Assuming that the vaccinations were genuine — i.e. that actual vaccination kits were used and not placebos — and given that Dr Afridi is a licensed physician, I do not see how any reasonable person can argue that the actions of Dr Afridi were illegal in and of themselves. Furthermore, even to the extent that running an unauthorised vaccination campaign is a violation of Pakistani law, it certainly does not amount to treason by itself.
What we are left with then is the argument that Dr Afridi is guilty of treason because he conspired to commit treason.
Treason is normally defined as the violation of one’s allegiance towards one country, for example by waging war against it, by aiding enemies of the state, or by working contrary to the interests of the state.
In this context, Dr Afridi’s first line of defence is presumably that he had no idea that the aim of the vaccination project was to confirm the identity of Osama bin Laden. However, my understanding is that Dr Afridi’s American friends have already destroyed this argument by claiming that Dr Afridi had full knowledge of the aim of the operation.
The legal question is then this: how is the decision by a Pakistani citizen to assist the forces of a military ally in killing Osama bin Laden equivalent to treason?
Theoretically speaking, there are two answers. The first is that Osama bin Laden was not an enemy of the state of Pakistan. Presumably, this is not an argument that the government of Pakistan wishes to adopt — at least, not in public. The second argument is that while Osama Bin Laden was indeed an enemy of Pakistan, the only entity legally justified in taking action against him was the state of Pakistan and that by assisting US intelligence agencies, Dr Afridi assisted in the violation of Pakistan’s sovereignty that occurred when Seal Team 6 flew in on helicopters to Abbottabad.
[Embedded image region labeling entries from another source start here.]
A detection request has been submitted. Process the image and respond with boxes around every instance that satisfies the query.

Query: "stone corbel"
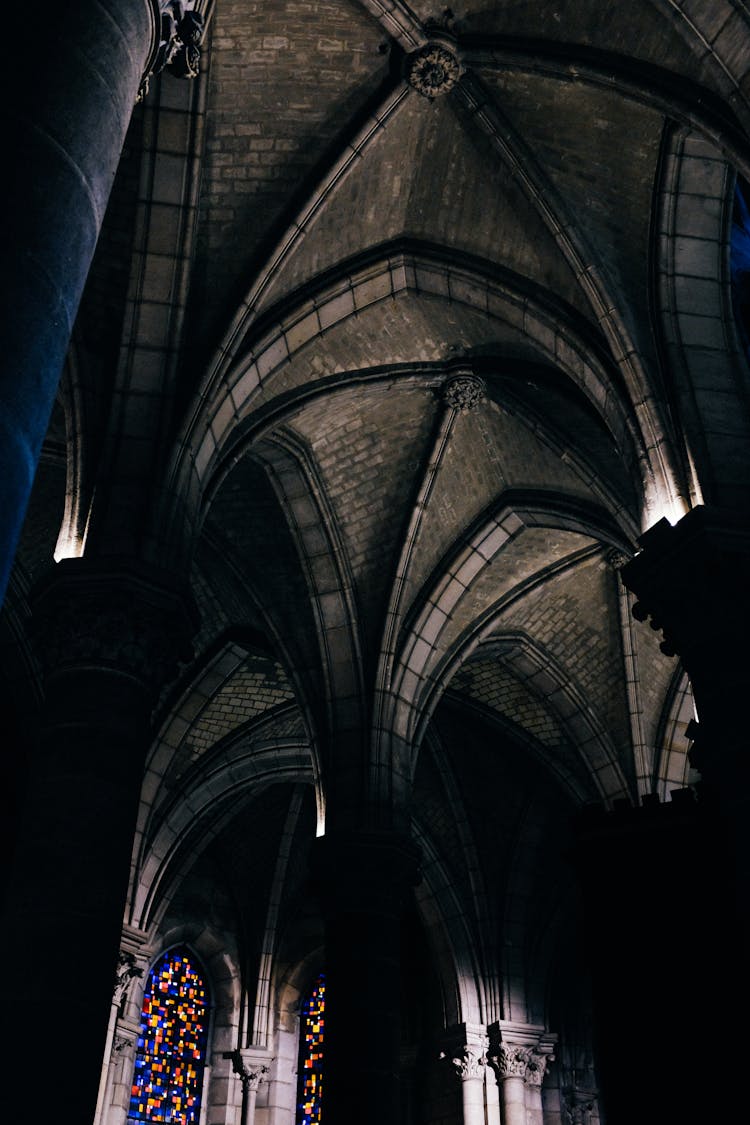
[136,0,205,101]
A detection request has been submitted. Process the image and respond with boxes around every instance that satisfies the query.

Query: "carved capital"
[451,1043,487,1082]
[224,1051,271,1094]
[30,559,196,691]
[136,0,205,101]
[525,1051,550,1086]
[406,41,463,101]
[606,547,630,570]
[562,1090,596,1125]
[443,375,485,414]
[489,1043,532,1079]
[112,950,143,1012]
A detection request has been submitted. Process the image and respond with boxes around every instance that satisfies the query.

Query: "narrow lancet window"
[127,948,209,1125]
[730,176,750,358]
[297,973,325,1125]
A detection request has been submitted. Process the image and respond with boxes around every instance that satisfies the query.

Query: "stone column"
[443,1034,489,1125]
[93,950,144,1125]
[489,1043,531,1125]
[229,1050,275,1125]
[0,559,191,1123]
[314,831,418,1125]
[616,506,750,1125]
[621,515,750,927]
[0,0,159,602]
[525,1051,550,1125]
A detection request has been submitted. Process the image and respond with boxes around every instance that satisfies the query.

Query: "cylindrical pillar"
[489,1043,531,1125]
[0,0,159,602]
[525,1051,548,1125]
[0,559,193,1123]
[451,1037,488,1125]
[316,833,417,1125]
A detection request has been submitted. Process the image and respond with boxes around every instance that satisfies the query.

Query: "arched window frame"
[127,944,213,1125]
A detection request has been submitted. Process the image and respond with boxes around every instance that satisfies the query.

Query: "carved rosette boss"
[406,41,463,101]
[443,375,485,414]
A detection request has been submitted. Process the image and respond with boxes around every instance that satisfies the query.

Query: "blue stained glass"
[128,950,208,1125]
[730,176,750,358]
[297,973,325,1125]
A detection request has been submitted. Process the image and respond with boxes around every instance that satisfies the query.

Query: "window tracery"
[128,947,209,1125]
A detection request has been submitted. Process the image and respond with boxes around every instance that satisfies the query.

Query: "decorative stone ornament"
[525,1051,550,1086]
[136,0,205,101]
[489,1043,532,1079]
[406,42,463,101]
[443,375,485,414]
[451,1043,487,1082]
[112,950,143,1008]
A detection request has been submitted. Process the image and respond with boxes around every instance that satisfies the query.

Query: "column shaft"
[317,834,416,1125]
[501,1074,526,1125]
[0,559,193,1125]
[0,0,155,602]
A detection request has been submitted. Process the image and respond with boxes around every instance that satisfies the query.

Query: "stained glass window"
[128,948,208,1125]
[730,176,750,358]
[297,973,325,1125]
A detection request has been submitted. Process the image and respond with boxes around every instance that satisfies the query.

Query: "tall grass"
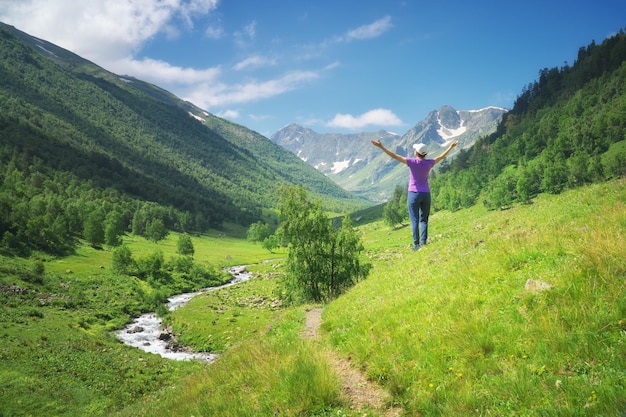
[111,180,626,417]
[323,181,626,416]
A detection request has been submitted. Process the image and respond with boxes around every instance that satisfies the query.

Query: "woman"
[372,140,458,250]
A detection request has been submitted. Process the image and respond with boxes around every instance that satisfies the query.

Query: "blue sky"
[0,0,626,137]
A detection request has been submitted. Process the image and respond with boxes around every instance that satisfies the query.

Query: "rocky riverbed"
[116,265,252,363]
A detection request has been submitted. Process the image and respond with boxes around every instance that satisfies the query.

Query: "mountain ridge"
[270,105,508,203]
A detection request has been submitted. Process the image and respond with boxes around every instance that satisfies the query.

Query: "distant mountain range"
[0,22,371,235]
[271,106,508,202]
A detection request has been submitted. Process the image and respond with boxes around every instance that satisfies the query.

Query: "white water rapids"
[116,265,252,363]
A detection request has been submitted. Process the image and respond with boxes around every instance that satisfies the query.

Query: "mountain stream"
[116,265,252,363]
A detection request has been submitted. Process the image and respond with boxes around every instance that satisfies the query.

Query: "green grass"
[0,180,626,417]
[323,181,626,416]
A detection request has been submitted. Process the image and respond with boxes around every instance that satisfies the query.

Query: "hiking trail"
[302,308,402,417]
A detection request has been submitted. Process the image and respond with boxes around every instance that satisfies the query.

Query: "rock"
[126,326,144,334]
[524,279,552,292]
The second argument is legally valid. However, it assumes that Dr Afridi had specific knowledge of the fact that eventual action against Osama Bin Laden was going to be taken unilaterally by US Special Forces without the approval and knowledge of the Pakistani government. If that can be shown, then there is indeed a case to be made out against Dr Afridi for treason. But if that cannot be proven — and I must admit my scepticism that the US intelligence had informed Dr Afridi of an operation so secret that only handful of people knew about it — then Dr Afridi is innocent of treason.
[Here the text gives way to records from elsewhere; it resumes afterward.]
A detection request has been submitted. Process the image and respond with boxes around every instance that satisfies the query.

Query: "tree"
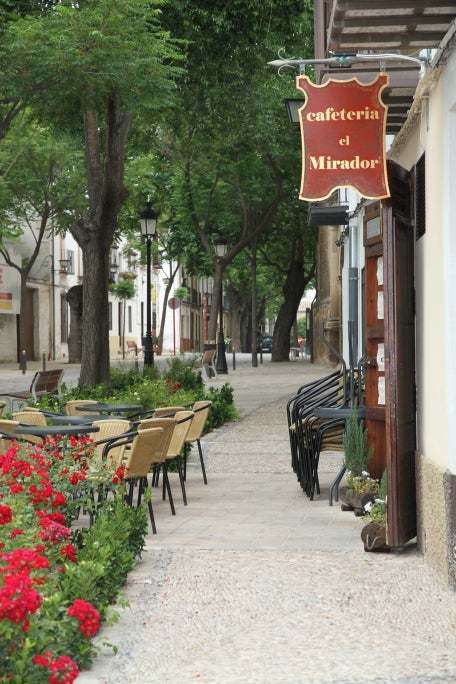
[0,121,79,356]
[2,0,179,385]
[157,0,311,340]
[111,278,135,359]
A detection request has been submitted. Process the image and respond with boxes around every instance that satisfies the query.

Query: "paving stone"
[78,362,456,684]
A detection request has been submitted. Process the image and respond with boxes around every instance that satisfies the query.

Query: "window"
[66,249,74,274]
[128,306,133,332]
[413,154,426,240]
[60,293,68,343]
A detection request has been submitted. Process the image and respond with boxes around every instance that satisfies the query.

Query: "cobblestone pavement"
[78,361,456,684]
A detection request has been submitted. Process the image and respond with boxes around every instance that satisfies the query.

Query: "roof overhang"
[327,0,456,53]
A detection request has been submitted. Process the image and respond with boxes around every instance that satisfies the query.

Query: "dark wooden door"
[364,202,386,478]
[382,165,416,546]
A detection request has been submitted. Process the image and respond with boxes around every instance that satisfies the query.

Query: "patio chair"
[0,418,37,453]
[105,428,165,534]
[13,411,47,444]
[184,401,212,484]
[92,418,130,468]
[64,399,99,416]
[138,418,176,515]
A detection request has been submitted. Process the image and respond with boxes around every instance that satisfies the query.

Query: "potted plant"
[341,409,379,515]
[361,470,389,551]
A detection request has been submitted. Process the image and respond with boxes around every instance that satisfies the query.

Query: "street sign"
[296,74,390,201]
[168,297,180,311]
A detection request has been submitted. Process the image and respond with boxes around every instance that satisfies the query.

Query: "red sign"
[168,297,180,311]
[297,74,390,201]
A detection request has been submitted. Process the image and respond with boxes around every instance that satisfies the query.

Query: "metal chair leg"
[196,439,207,484]
[177,463,187,506]
[144,479,157,534]
[163,463,176,515]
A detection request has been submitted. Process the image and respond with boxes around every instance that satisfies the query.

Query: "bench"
[127,340,142,356]
[0,368,64,408]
Obviously, Dr Afridi’s guilt or innocence has yet to be determined. All I wanted to show was that it is not a simple issue.
There is another issue involved here. To my knowledge, Dr Afridi has not been charged yet with any crime. Under Article 10 of the Constitution, every person who is arrested is required to be presented before a magistrate within a period of 24 hours. Dr Afridi may or may not be guilty of treason. But if he has not been charged with a crime, the state of Pakistan is certainly guilty of holding him illegally.
Published in The Express Tribune, March 20th, 2012.